Tuesday, October 30, 2012

A Review of Breadcrumbs


Breadcrumbs by Anne Ursu is a modern retelling of Hans Christian Andersen's "The Snow Queen."  

Using fairy tales as a backdrop, Ursu weaves a tale about loss, change, and the challenges that come with trying to deal with them.  

The main character is Hazel, 11 years old.  She was born in India but was adopted as a baby.  Now she struggles with fitting in.  The only real friend she has is her next door neighbor, a boy named Jack.  Since they are both 5th graders, they are both having to deal with an age where boys and girls don't play together.  At their elementary school, a boy and girl who hang around each other are seen as "going together."  But they're not.  They're just friends, though Hazel sees a subtle shifting in Jack's behavior towards her.  Even her own mother is trying to encourage her to play less with Jack and more with a girl named Adelaide.  

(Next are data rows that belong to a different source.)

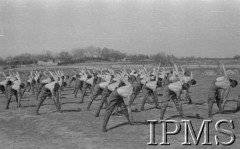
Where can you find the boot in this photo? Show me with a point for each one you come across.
(219, 106)
(143, 103)
(210, 105)
(180, 111)
(163, 110)
(125, 112)
(238, 105)
(89, 104)
(106, 119)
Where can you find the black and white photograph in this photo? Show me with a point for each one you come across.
(119, 74)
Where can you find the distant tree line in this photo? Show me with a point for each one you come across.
(80, 55)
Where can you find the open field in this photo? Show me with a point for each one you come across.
(77, 128)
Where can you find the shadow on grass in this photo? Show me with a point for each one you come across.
(71, 110)
(186, 117)
(126, 123)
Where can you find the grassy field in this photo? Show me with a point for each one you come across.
(77, 128)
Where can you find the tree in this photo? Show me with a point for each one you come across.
(65, 56)
(105, 53)
(237, 57)
(78, 53)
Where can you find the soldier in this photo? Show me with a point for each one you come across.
(14, 88)
(115, 100)
(50, 90)
(173, 91)
(150, 88)
(221, 83)
(98, 89)
(78, 85)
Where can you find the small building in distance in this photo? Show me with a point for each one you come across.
(51, 62)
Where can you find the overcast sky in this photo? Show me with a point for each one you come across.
(206, 28)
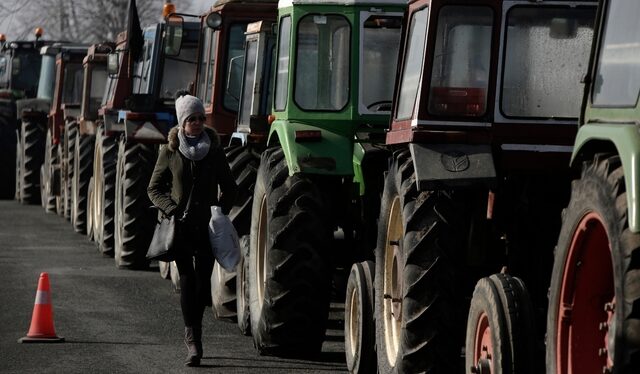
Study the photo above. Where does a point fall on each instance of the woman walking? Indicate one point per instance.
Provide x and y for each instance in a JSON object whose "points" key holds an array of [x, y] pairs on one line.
{"points": [[185, 182]]}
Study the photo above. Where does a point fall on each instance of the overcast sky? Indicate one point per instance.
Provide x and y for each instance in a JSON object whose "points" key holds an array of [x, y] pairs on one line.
{"points": [[10, 9]]}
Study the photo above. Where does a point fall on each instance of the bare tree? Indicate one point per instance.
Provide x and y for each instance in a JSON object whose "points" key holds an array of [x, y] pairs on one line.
{"points": [[86, 21]]}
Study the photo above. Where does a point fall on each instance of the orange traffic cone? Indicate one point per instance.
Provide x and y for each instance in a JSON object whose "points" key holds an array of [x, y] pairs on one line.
{"points": [[41, 329]]}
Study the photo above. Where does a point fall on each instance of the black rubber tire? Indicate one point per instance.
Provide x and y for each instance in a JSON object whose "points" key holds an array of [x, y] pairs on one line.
{"points": [[359, 325], [223, 293], [134, 220], [47, 196], [600, 192], [32, 148], [244, 167], [506, 304], [289, 240], [164, 269], [68, 154], [82, 171], [175, 277], [106, 154], [7, 157], [90, 211], [430, 230], [242, 288]]}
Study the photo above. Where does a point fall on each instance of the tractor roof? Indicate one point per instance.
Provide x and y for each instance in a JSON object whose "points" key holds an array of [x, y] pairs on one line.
{"points": [[288, 3]]}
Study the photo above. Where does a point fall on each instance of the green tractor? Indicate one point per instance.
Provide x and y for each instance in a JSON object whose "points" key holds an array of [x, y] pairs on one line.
{"points": [[319, 177], [484, 118], [593, 320]]}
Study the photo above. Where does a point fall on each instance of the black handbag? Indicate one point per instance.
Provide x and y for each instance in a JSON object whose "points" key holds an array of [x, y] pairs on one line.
{"points": [[167, 236], [166, 239]]}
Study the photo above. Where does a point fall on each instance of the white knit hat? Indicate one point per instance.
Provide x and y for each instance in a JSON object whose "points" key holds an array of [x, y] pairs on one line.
{"points": [[186, 106]]}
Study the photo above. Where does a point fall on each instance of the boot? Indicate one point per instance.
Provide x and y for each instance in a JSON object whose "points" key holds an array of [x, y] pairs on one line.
{"points": [[192, 338]]}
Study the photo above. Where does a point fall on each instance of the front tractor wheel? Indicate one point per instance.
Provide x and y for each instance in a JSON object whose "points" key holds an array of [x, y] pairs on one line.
{"points": [[31, 148], [500, 327], [289, 276], [593, 321], [359, 327], [416, 305]]}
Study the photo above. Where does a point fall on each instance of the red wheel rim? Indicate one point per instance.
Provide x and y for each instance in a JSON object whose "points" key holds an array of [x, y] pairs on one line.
{"points": [[586, 309], [483, 347]]}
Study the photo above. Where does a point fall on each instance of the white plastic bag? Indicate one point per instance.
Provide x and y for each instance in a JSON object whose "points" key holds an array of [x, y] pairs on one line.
{"points": [[224, 240]]}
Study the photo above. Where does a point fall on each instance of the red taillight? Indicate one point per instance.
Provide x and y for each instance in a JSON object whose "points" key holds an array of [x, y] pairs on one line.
{"points": [[308, 136]]}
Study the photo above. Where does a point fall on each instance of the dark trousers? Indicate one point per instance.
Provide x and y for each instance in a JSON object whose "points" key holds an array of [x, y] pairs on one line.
{"points": [[195, 269]]}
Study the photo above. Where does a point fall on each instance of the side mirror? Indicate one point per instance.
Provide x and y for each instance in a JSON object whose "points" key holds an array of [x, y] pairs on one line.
{"points": [[173, 35], [563, 28], [112, 63], [15, 66], [214, 20], [234, 78]]}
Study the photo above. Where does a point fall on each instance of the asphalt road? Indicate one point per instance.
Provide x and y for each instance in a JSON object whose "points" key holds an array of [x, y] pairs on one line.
{"points": [[113, 321]]}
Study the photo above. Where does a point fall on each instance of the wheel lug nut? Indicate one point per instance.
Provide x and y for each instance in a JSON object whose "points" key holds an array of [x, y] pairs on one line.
{"points": [[608, 307]]}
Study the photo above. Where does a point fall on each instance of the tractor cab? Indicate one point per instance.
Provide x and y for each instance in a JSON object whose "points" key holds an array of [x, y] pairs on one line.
{"points": [[221, 58], [95, 80], [334, 79], [492, 81]]}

Being a girl who doesn't fit in, Hazel doesn't want to give up her friendship with Jack because she feels that she does fit with him.  They both have big imaginations and love to create their own worlds. There is a lot of references to not only Hans Christian Andersen's fairy tales (The Little Matchstick Girl, The Red Slippers) but nods to Narnia, Middle Earth, Hogwarts, and A Wrinkle in Time.  

Then, one day, Jack disappears.  

Tyler, a friend of Jack's who has always disliked Hazel, then confesses to her that he saw Jack go off with a woman "all white and silver and made of snow . . . like an elf or a witch . . ."  At first, Hazel thinks he's only saying this to make fun of her, just like how he calls her "Crazy Hazy," but Tyler looks so serious.  Eventually, Hazel begins to believe that Tyler was telling her the truth and she sets off into the woods to find Jack.  

Like all fairy tales, Breadcrumbs contains both magical and dark elements that work to tell the story of a girl who desperately wants to belong.  In one of the chapters, entitled "Temptations," she even wrestles with her being adopted and the issue of her birth parents.  Ursu writes:

"She wondered about her birth parents and if they ever wished for her, if they knew what had happened to her, if they knew she was half a world away.  Or was she only a missing piece to them, a hole at the center of things, an ache that had no name?"

It is this struggle that really makes the whole narrative moving that speaks about the need to belong and the transforming power of friendship.  


The wonderful illustrations are by Erin McGuire.